Хотя положительной стороной стало то, что все мы люди чрезвычайно разные. Я, например, ни с кем не чувствую внутреннего сродства. Знаете, была такая замечательная философская концепция Лейбница, который в истории философии был едва ли не единственным плюралистом. Не идеалистом, не материалистом, а – плюралистом. Он считал, что количество субстанций – множественно. И что каждый человек представляет собой замкнутую монаду. У него был замечательный постулат: «Монады не имеют окон». Вот и я убежден в том, что - монады не имеют окон. А стало быть, как я могу чувствовать с кем-то внутреннее сродство?..

Я совершенно не хочу изображать сверхчеловека, которому абсолютно на всех наплевать и который слушает только себя. Как всякий нормальный человек, я дорожу мнением окружающих. Естественно, на меня влияли мои родители. Может, потому, что семья была военная и моя мать испытывала большой пиетет к людям интеллигентных профессий, я и выбрал себе такую странную первую профессию, как история философии. Мне, однако, помогло ценное качество – я очень хорошо умею забывать. Если бы я помнил все, чем занимался, какие мнения услышал и что прочитал, то моя голова представляла бы собой макулатурную лавку. Я благополучно забыл большую часть того, что знал.

С другой стороны, чем бы я ни занимался – историей средневековой философии или работой в ЦК, - какие-то умения или опыт всплывают, когда не ждешь. Как говорил один мой знакомый, «работа не бывает напрасной».

Давайте называть вещи своими именами. Я – конформист и этого не стыжусь. Мне кажется, что я способен жить в любой системе и играть по любым правилам. Я прекрасно помню, как пришел работать в ЦК, руководствуясь идеалистическими соображениями, - участвовать в демонтаже системы. Мне казалось, что Горбачев понимает происходящее точно так же. Когда у меня зародилось подозрение, что Михаил Сергеевич на самом деле не понимает того, что творит, для меня это стало большой проблемой.

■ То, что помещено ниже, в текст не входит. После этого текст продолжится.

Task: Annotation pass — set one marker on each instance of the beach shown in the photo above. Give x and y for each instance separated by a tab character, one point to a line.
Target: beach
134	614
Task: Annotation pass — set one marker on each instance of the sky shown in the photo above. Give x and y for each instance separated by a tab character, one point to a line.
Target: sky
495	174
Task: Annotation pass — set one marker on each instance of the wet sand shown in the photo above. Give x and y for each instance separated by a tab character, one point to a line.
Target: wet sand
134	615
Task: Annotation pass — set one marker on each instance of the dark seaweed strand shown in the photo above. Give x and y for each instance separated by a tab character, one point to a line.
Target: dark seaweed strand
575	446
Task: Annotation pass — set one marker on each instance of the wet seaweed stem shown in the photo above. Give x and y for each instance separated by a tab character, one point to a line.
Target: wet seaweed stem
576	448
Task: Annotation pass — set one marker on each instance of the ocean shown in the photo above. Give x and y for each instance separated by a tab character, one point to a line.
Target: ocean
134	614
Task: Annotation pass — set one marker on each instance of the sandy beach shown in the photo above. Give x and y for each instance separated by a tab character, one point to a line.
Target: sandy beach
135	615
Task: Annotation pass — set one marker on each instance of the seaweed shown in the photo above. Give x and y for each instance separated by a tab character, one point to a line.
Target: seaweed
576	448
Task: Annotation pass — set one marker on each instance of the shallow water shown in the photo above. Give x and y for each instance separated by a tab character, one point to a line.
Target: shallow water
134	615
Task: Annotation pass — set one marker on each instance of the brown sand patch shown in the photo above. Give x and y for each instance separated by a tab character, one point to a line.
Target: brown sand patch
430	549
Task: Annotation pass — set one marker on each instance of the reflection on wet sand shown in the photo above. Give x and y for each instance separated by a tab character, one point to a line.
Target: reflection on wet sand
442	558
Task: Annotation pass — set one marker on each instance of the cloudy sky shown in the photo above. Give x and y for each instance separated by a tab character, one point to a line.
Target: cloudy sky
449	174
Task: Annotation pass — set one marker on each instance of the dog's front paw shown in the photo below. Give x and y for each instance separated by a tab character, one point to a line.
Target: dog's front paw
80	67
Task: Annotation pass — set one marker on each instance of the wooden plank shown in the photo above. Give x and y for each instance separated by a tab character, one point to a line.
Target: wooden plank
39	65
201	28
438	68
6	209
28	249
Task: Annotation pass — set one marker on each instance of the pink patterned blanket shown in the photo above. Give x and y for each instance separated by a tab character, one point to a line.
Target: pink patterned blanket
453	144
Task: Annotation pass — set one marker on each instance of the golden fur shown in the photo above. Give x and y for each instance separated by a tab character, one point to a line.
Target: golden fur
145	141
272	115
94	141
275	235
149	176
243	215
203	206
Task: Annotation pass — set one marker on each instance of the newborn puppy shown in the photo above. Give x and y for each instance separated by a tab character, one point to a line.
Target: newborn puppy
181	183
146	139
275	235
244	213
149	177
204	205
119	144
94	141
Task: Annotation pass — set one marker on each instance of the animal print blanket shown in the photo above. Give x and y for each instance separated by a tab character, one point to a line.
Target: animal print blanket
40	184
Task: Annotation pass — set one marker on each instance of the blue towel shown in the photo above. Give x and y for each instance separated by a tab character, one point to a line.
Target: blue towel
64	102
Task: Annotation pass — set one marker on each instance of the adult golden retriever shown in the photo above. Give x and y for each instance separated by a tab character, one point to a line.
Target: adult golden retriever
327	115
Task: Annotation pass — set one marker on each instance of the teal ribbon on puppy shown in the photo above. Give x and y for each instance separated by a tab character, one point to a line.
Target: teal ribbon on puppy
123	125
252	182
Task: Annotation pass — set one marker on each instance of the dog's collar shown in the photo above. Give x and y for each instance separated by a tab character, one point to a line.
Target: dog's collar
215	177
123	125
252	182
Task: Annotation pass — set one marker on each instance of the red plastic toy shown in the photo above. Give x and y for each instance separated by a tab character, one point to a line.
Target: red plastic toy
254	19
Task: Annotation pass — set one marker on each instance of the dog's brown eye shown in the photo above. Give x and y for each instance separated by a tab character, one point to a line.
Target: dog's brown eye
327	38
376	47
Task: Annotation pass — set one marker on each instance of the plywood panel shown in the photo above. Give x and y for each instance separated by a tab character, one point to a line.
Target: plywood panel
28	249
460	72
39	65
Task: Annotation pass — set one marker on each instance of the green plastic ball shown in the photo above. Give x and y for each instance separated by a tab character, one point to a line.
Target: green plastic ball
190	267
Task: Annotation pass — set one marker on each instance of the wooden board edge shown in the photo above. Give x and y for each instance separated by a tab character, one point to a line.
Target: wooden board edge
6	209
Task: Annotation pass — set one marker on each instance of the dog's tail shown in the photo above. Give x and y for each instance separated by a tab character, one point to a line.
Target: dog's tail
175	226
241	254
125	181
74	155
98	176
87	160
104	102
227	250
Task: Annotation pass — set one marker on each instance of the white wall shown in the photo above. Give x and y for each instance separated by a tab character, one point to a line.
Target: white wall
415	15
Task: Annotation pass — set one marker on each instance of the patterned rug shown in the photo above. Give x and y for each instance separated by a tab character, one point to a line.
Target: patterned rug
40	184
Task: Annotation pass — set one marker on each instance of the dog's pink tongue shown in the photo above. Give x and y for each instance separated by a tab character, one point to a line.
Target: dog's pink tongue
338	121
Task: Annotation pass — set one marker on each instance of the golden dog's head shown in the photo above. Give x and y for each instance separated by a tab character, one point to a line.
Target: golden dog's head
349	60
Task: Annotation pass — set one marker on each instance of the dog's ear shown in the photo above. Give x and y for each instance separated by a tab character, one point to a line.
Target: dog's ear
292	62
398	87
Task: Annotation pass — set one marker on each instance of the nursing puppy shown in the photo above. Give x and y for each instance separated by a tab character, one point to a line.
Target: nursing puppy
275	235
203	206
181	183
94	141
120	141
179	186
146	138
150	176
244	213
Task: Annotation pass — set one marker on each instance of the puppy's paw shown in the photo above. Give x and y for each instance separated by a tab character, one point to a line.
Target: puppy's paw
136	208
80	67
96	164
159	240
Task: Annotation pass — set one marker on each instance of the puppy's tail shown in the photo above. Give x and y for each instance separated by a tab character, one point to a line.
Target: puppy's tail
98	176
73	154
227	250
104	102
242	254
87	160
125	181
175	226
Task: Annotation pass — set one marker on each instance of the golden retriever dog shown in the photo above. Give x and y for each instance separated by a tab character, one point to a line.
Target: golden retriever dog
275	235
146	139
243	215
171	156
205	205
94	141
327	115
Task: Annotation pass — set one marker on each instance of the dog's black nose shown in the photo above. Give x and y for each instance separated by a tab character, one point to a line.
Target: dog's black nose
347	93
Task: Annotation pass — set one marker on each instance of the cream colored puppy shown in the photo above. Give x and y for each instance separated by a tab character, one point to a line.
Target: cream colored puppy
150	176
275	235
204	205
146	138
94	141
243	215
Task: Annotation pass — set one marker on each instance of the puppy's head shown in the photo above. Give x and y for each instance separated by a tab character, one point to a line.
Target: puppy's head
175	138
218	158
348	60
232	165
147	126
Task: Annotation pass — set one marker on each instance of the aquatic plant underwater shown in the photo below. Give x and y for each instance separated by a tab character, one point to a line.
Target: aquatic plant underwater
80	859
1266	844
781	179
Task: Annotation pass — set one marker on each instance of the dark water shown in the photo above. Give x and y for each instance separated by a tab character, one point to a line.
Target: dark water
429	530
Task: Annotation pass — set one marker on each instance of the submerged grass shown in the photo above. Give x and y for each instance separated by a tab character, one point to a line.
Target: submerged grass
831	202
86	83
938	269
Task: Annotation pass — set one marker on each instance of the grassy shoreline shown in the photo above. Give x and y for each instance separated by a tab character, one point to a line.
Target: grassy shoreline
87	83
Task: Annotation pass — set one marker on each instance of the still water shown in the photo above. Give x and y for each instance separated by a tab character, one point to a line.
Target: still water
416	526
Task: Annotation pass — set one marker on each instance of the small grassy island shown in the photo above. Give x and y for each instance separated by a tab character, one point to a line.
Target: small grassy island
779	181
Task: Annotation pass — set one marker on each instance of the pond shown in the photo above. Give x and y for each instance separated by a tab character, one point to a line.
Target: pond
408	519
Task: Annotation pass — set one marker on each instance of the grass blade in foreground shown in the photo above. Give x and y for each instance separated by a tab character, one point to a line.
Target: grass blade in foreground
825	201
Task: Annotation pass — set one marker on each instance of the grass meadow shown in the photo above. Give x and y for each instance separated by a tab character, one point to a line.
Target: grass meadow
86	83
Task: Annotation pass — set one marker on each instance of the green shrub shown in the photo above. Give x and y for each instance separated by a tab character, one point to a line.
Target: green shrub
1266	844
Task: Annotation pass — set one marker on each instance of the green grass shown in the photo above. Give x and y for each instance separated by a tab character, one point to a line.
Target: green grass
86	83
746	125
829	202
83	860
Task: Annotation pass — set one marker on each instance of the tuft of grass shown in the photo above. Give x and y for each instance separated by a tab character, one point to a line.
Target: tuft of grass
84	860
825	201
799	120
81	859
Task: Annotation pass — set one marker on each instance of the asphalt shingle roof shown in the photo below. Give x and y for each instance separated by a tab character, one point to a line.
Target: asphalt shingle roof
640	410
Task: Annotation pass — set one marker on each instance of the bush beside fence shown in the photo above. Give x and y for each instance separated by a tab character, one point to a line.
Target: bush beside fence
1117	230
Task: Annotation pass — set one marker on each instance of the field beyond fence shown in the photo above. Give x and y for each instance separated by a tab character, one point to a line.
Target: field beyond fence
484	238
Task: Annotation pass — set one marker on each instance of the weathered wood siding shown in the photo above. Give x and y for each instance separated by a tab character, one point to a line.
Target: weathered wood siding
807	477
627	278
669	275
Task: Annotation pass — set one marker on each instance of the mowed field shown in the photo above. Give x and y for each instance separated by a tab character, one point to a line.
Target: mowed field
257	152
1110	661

Я не люблю революций. Не люблю больших катаклизмов. Этот относительно планомерный, как мне казалось, демонтаж системы должен был обеспечить достаточно эволюционный путь развития. В 91-м году случился обвал. Все рухнуло. Когда я понял, что началась игра по совершенно другим правилам, я сказал себе: «Ну хорошо, буду играть по другим правилам!» Игра привела к тому, что в 93-м году я занялся вместе с коллегами созданием большой коммерческой телекомпании, в которой продолжаю работать и по сегодня.

Если правила игры изменятся еще раз, значит, буду играть по новым правилам. Как вы знаете, у Иосифа Виссарионовича было верное средство против людей, умеющих играть по любым правилам, - расстрел и лагерь. Но если до такого радикального решения не дойдет, то я думаю, что сумею сыграть по любым правилам.

Вам напоминает это образ невозмутимого старичка? Забавно, что повторяется одна оценка. Когда я работал в Институте США и Канады, у меня не складывались близкие отношения с Георгием Арбатовым. И один из его приближенных мне сказал: «Понимаете, Игорь, ваша проблема в том, что вы какой-то немолодой человек» (А мне было, я не помню, ну лет 30). «Вы поймите, Георгий Арбатов прожил трудную жизнь, ему приятно, чтобы его окружали молодые оптимистичные люди, чтобы видно было, как из человека брызжет энергия и молодость… А вы так не сделаете карьеру».

Человек этот оказался прав. Я высоко ценю многое из того, что сделал Георгий Арбатов, но приближенным его я так и не стал. Возможно, как раз в силу этих причин.

Что же до невозмутимости… Я думаю, что человека из себя может вывести только он сам. Поэтому, когда люди говорят, что их вывела из себя перебранка с женой, с соседом, какой-то катаклизм, то, по большому счету, думаю, что это отговорка. При желании человек может сохранять спокойствие везде. Знаете, когда в семье у Зигмунда Фрейда кто-то защемлял себе дверью палец, он спрашивал: «Зачем ты это сделал?» И ответ обязательно найдется внутри человека.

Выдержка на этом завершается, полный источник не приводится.